Frederick J. Bliss

Frederick Jones Bliss (18591937) was an American archaeologist. He was born in Mount Lebanon, Syria where his father, Daniel Bliss, was first a Congregational missionary and later president of the Syrian Protestant College, the future American University of Beirut. Frederick J. graduated from Amherst College (1880) and then taught at the Syrian Protestant College, thereafter attending Union Theological Seminary. After training under Flinders Petrie in Egypt, Bliss became involved with the Palestine Exploration Fund working in the field of Biblical archaeology at the site of Tell el-Hesi between 1894 and 1897, while cuncurrently leading an expedition that dug in Jerusalem.
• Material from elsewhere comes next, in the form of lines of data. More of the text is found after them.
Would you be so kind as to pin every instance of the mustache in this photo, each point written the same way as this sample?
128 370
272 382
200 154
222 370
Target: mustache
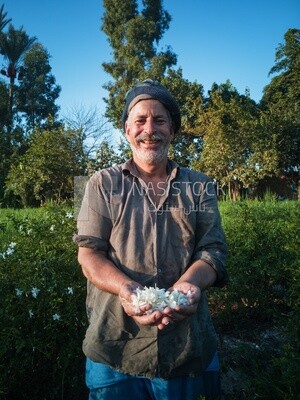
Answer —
154 136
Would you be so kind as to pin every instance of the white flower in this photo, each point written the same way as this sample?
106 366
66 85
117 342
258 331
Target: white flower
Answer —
35 291
10 251
158 298
69 290
19 292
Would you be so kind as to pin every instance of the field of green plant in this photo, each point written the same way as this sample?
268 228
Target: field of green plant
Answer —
42 294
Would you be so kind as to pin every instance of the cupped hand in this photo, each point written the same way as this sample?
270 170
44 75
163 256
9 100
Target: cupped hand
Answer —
180 312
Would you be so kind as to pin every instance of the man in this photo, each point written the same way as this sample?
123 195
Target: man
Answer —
150 223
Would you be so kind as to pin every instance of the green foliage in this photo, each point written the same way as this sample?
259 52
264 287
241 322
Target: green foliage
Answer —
281 104
42 294
235 150
134 37
264 270
105 157
46 171
37 91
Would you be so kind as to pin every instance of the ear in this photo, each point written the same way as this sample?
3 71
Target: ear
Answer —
127 130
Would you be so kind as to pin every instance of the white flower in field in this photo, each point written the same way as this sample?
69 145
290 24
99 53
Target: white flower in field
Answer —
10 251
69 290
35 291
19 292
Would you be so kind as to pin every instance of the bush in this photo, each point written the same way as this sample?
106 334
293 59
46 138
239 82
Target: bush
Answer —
42 294
263 291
Between 1898 and 1900, along with R.A.S. Macalister, Bliss excavated several sites in the Shephelah region of modern Israel, helping to improve the chronology of the region. His excavation reports appeared frequently in the Quarterly Statement of the Palestine Exploration Fund, and included the first jar handle stamped by one of the Hebron LMLK seals (in 1899 simultaneously the first one with a 4-winged icon) as well as the first complete MMST inscription (in 1900). He was dismissed as the head of the Fund in 1900 due to his ill health. After the publication of his and Macalister's Excavations in Palestine in 1902, he was not active in the field.